— Чем занимается ваш отец, госпожа Вероника? Я слышал, ваша семья разбогатела на сельском хозяйстве?
— Это было давно. Папа занимается горнодобывающей промышленностью.
— Прямо как я! — обрадовался партнер. — У моего отца рудники на севере, и мраморные карьеры к юго-востоку от Тайры, самый прибыльный бизнес, и самый надежный. Я всегда говорю — зерно может не уродить, животные могут полечь от хворей, фабричное оборудование может сломаться или устареть, но только люди не портятся никогда! — Он рассмеялся, такой довольный собой, как будто это была шутка века, Вера нахмурилась:
— В смысле? У вас бизнес на людях?
— Да, дорогая Вероника, да! Мое оборудование самое надежное — человеческие руки! Если их, конечно, можно назвать людьми. Они рабочие лошади, идеальные — сильные, выносливые, терпеливые, сами себя лечат, сами себе делают инвентарь, сами его точат и ремонтируют, даже иногда придумывают всякие приспособления, чтобы работать было легче. И я тогда с удовольствием поднимаю им план! — он расхохотался, она переспросила, надеясь, что неправильно поняла:
— У вас мраморный карьер?
— И рудники, да, — довольно закивал он.
— И там работают люди, руками?
— Совершенно верно! Размечают срез породы, руками вбивают колья, руками обвязывают веревками, грузят на телеги, на спинах таскают на склад. Дальше волы, но я подозреваю, что они и дальше могли бы сами, в средней полосе рабы просто сказочно двужильные, а на севере, на рудниках, так вообще — день за днем кирками машут, тачки катают, и потом еще поют вечерами, как у них сил хватает? Я если с проверкой приезжаю, то просто пройдясь по их маршруту, к вечеру с ног валюсь, а они целый день по кругу, по кругу, как заведенные. Восхищаюсь ими, надо им памятник заказать.
— Вы сказали "рабы"? В Карне же нет рабства?
— Конечно-конечно, нет уже давно в Карне рабства! Они работают добровольно, даже дерутся за работу, за премии вообще на подвиги идут.
— Вы им, наверное, очень хорошо платите.
— Да конечно! — расхохотался мужчина, с сарказмом посмотрел на Веру, понизил голос: — Я плачу им ровно столько, чтобы они не сдохли от голода, и могли по праздникам позволить себе не просто хлеб, а хлеб с маслом, и то только если работают сверхурочно. Это такая игра в теоретическую свободу — рабства нет, а рабы есть.

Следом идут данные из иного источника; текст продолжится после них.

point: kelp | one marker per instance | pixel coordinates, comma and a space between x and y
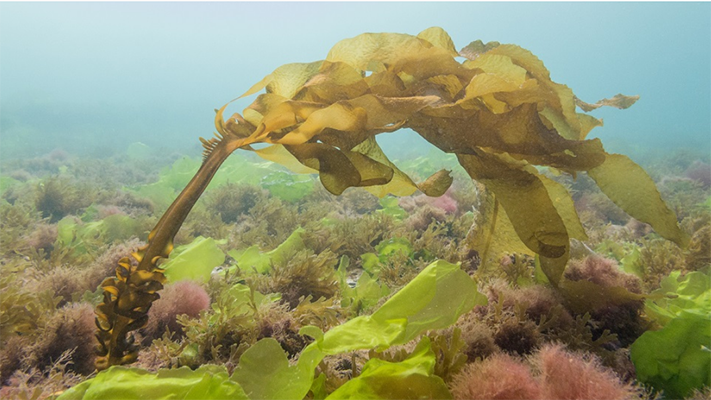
498, 111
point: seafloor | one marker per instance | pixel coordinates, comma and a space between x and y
266, 253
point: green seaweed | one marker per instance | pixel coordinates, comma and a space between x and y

— Почему они на это соглашаются?
— А какой у них выбор? — весело развел руками мужчина. — На все графство три завода, чтобы там работать, надо учиться, а учиться дорого. Работать без образования можно только на рудниках, а там такая зарплата, на которую можно купить билет максимум в соседнюю деревню, а там то же самое. У них нет выбора, они грузят камень за гроши, и радуются, что хотя бы это есть, потому что могло быть и хуже.
— Вы восстания не боитесь?
— Нет, у меня хорошая охрана, — он небрежно отмахнулся, самодовольный и гордый. — Они пытаются периодически бастовать и требовать поднять зарплату, я в таких случаях останавливаю производство на недельку-другую, и потом плачу в конце месяца за вычетом этой недельки-другой, у них начинается голод, я пригоняю пару телег с хлебом и раздаю бесплатно, чтобы оценили, какой я добрый и как забочусь о своей скотине. Обожают меня, так благодарят, плачут, молятся за мое здоровье.
Вера молчала, ощущая свои ноги чужими и неловкими, они все еще танцевали, а она мысленно стояла на броневике и картаво призывала вешать и расстреливать, лихо сдвинув на затылок кепку, и обещая новый путь.
«Это не сработало, Вера, успокойся.»
— Вы так покраснели, боги, это очаровательно! В вашем мире тоже в чести благотворительность? Или вы так поражены моим талантом управленца?